The flowers are in the cyathiums, the little, greenish, cup-shaped structures above the bracts. Each cyathium contains a single female flower surrounded by a harem of males.

Have you ever wondered how stores always manage to have blooming poinsettia­s for the holiday season? The poinsettia can be fooled into blooming at any time of year merely by exposing it to artificial­ly shortened days.

Along with chrysanthe­mums and most strawberri­es, poinsettia is a “short-day” plant. That is, short days induce it to form flower buds. (“Short-day” plants actually are responding to long nights, but the phenomenon was originally thought to depend on day length, and the term stuck.)

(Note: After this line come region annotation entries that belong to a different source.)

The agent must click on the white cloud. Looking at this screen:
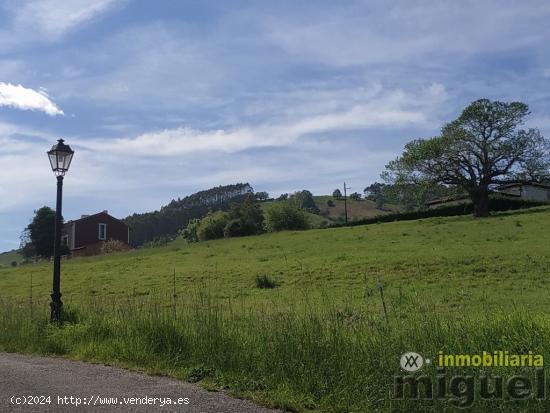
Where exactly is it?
[80,84,447,158]
[0,82,63,116]
[14,0,126,40]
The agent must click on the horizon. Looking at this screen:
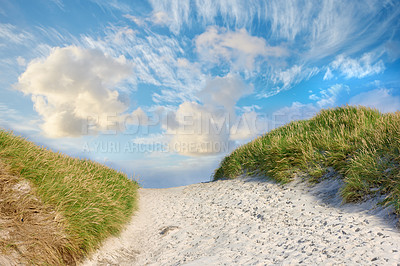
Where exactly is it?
[0,0,400,188]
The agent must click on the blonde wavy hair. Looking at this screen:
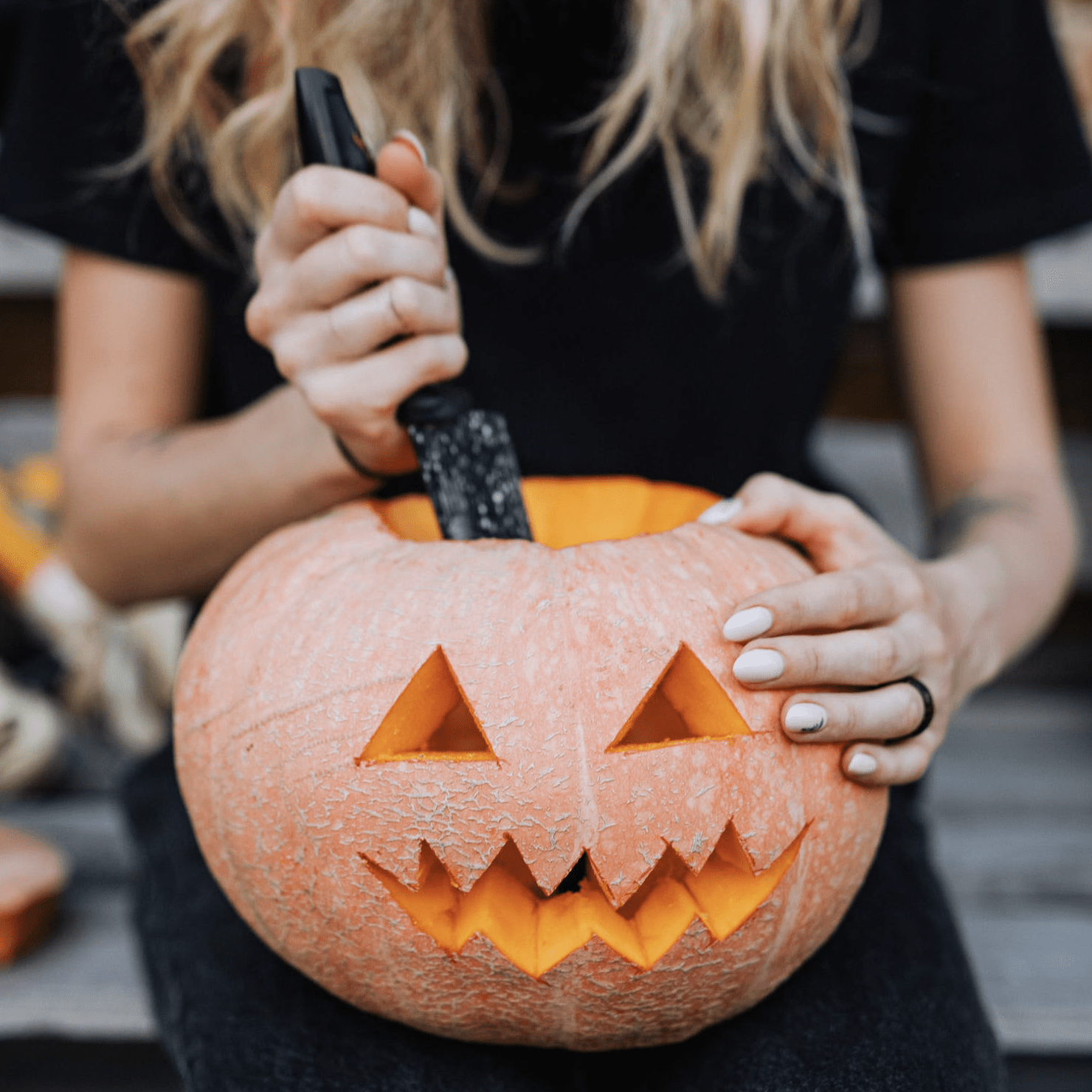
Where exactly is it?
[125,0,871,296]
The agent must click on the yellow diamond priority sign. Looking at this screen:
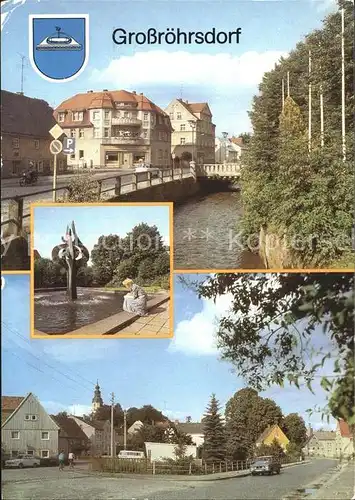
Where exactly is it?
[49,123,64,139]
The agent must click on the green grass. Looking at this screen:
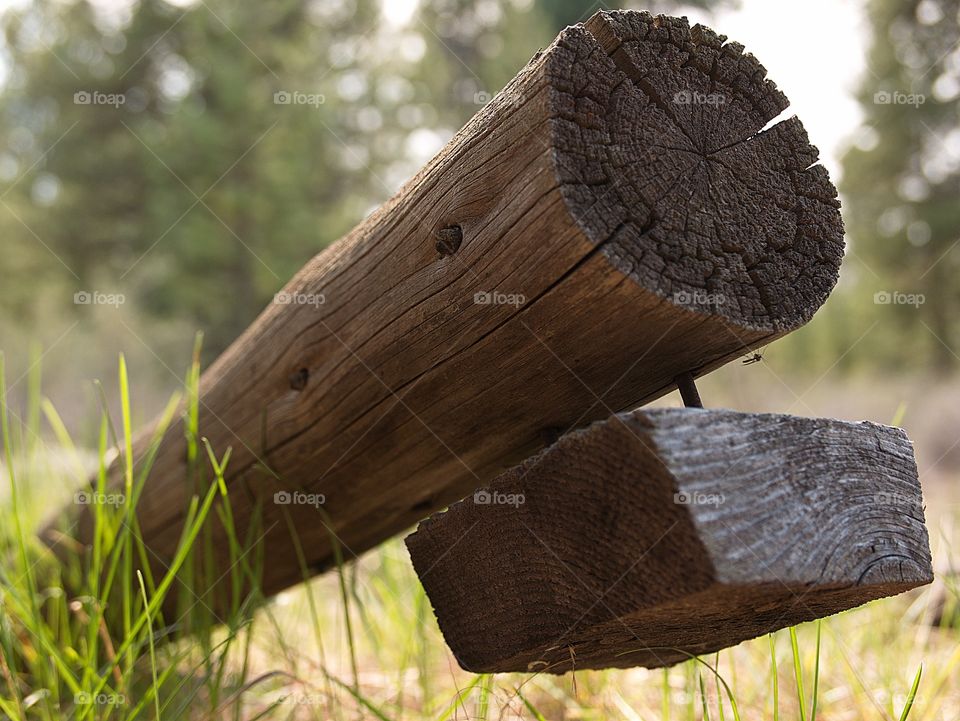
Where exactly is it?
[0,346,960,721]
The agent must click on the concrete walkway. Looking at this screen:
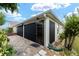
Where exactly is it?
[8,35,44,56]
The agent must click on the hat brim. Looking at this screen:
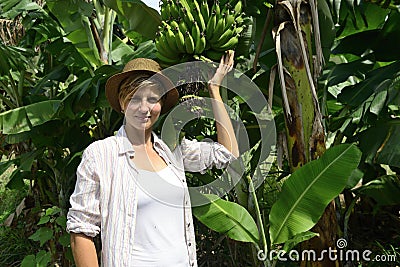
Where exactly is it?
[106,70,179,114]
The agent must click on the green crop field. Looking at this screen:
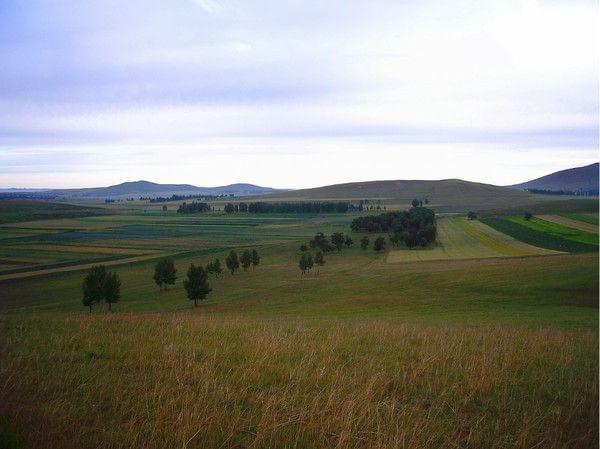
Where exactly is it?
[0,204,599,449]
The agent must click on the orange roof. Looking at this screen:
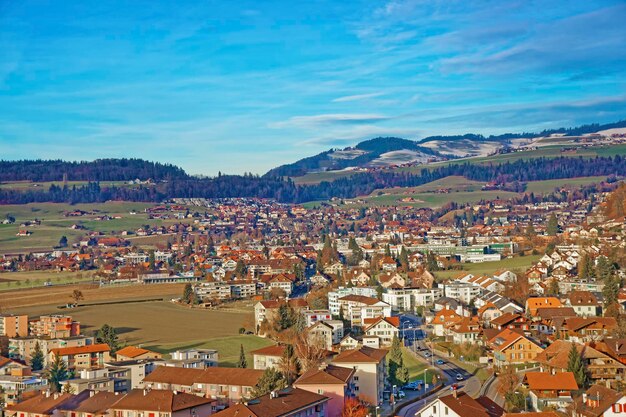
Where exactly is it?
[524,372,578,391]
[116,346,155,358]
[50,343,111,356]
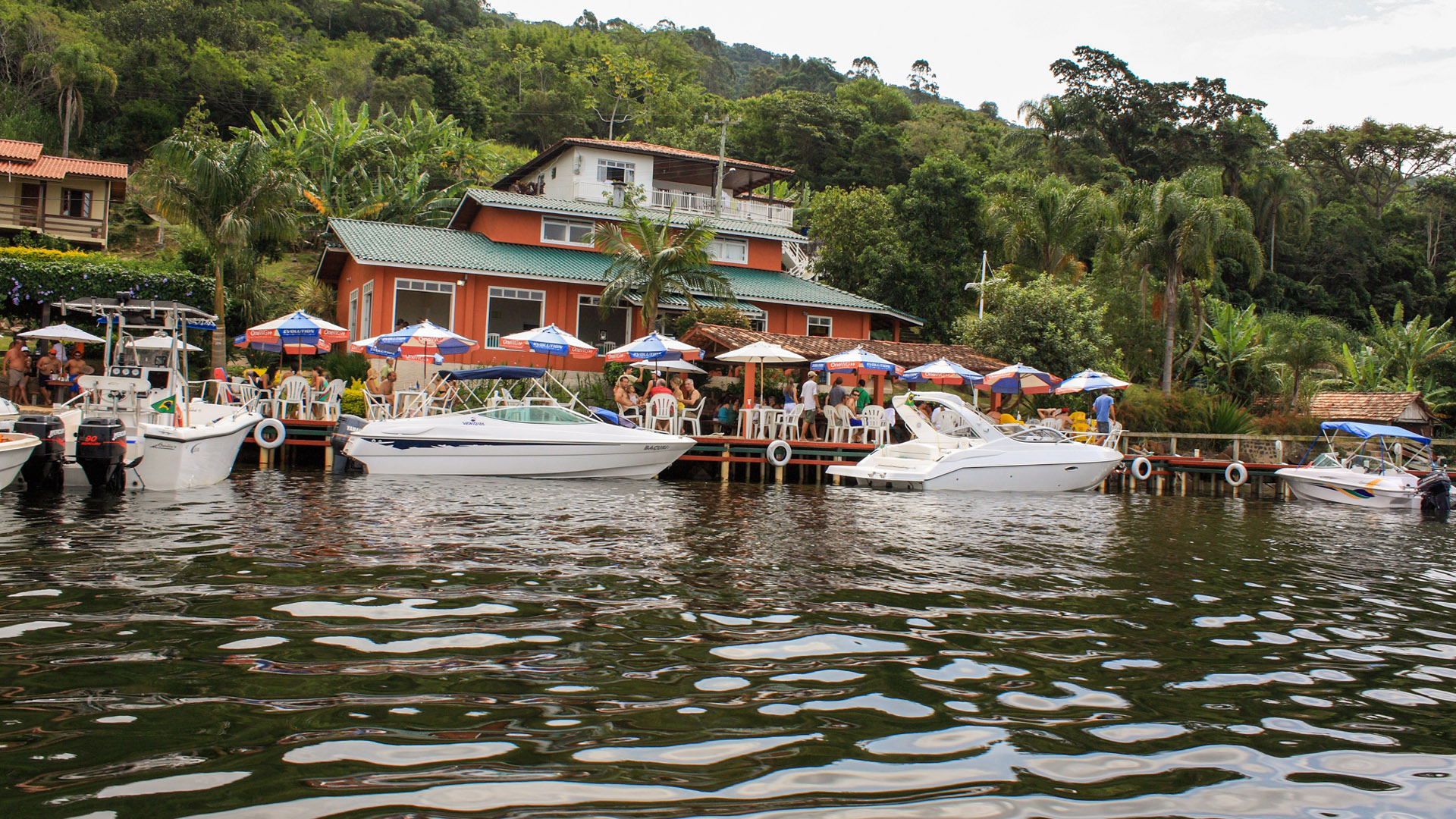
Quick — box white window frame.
[359,278,374,338]
[541,215,597,248]
[708,239,748,264]
[576,294,632,345]
[389,278,456,332]
[485,287,546,347]
[597,158,636,185]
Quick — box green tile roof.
[329,218,920,324]
[466,188,808,242]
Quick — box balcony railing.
[573,182,793,226]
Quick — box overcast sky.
[494,0,1456,134]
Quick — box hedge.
[0,248,212,316]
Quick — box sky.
[492,0,1456,136]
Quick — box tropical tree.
[27,42,117,156]
[587,207,734,332]
[1122,168,1264,395]
[140,103,297,367]
[990,175,1116,284]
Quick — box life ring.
[763,438,793,466]
[1133,457,1153,481]
[253,419,288,449]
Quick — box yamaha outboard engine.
[1415,463,1451,520]
[76,419,127,491]
[14,416,65,490]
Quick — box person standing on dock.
[1092,391,1117,435]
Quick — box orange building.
[318,139,920,370]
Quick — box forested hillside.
[0,0,1456,419]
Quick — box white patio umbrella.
[714,341,808,403]
[16,322,106,344]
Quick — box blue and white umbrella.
[1057,370,1131,395]
[900,359,981,386]
[607,332,703,362]
[810,347,904,375]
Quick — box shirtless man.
[5,338,30,403]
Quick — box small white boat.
[1274,421,1450,509]
[344,367,696,478]
[0,433,41,490]
[827,391,1122,493]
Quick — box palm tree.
[587,209,734,332]
[990,177,1114,278]
[140,106,297,367]
[1122,168,1264,395]
[29,42,117,156]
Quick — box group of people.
[5,338,93,403]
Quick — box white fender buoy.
[253,419,288,449]
[763,438,793,466]
[1133,456,1153,481]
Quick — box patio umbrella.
[900,359,981,386]
[810,345,904,373]
[607,332,703,362]
[714,341,808,403]
[975,364,1062,395]
[1057,370,1131,395]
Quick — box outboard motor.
[14,416,65,491]
[329,416,369,472]
[1415,463,1451,520]
[76,419,127,491]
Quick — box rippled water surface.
[0,471,1456,819]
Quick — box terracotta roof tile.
[682,324,1006,373]
[1309,392,1424,424]
[0,140,44,162]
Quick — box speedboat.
[827,392,1122,493]
[0,433,41,490]
[1274,421,1450,509]
[40,299,264,491]
[344,367,696,478]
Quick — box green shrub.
[339,389,369,419]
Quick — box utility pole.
[703,114,742,215]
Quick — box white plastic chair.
[646,392,679,436]
[274,376,312,419]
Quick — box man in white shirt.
[799,370,818,440]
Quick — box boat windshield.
[481,403,595,424]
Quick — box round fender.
[1133,457,1153,481]
[763,438,793,466]
[253,419,288,449]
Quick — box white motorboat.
[44,299,262,491]
[344,367,695,478]
[1274,421,1450,509]
[827,391,1122,493]
[0,433,41,490]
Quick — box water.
[0,471,1456,819]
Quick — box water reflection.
[0,471,1456,819]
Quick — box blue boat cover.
[446,367,546,381]
[1320,421,1431,443]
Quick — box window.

To bloom for Christmas, commercial poinsettia­s are given artificial­ly long nights by being covered with shade cloth. You can use this trick to make your poinsettia bloom again whenever you want. But first, your plant needs a rest. In the weeks following the holiday season, dropping leaves and fading flowers will tell you that it wants to be left alone, watered just enough to keep its stems from shriveling.

The plant should start to perk up in about April. Shorten the stems and give it good light — preferably outdoors, once the weather warms — and fertilizer and water as needed. In late summer, move the plant back indoors, to a sunny window.

Begin the light treatment three months before you would like the plant to bloom. Make sure it gets 14 hours of uninterrup­ted darkness daily by moving it into a dark closet or covering it with an opaque bag.

After eight weeks, flower buds will be evident, and you should have a blooming poinsettia within a month. If you want it to bloom for Christmas next year, start the light treatment in the middle of September.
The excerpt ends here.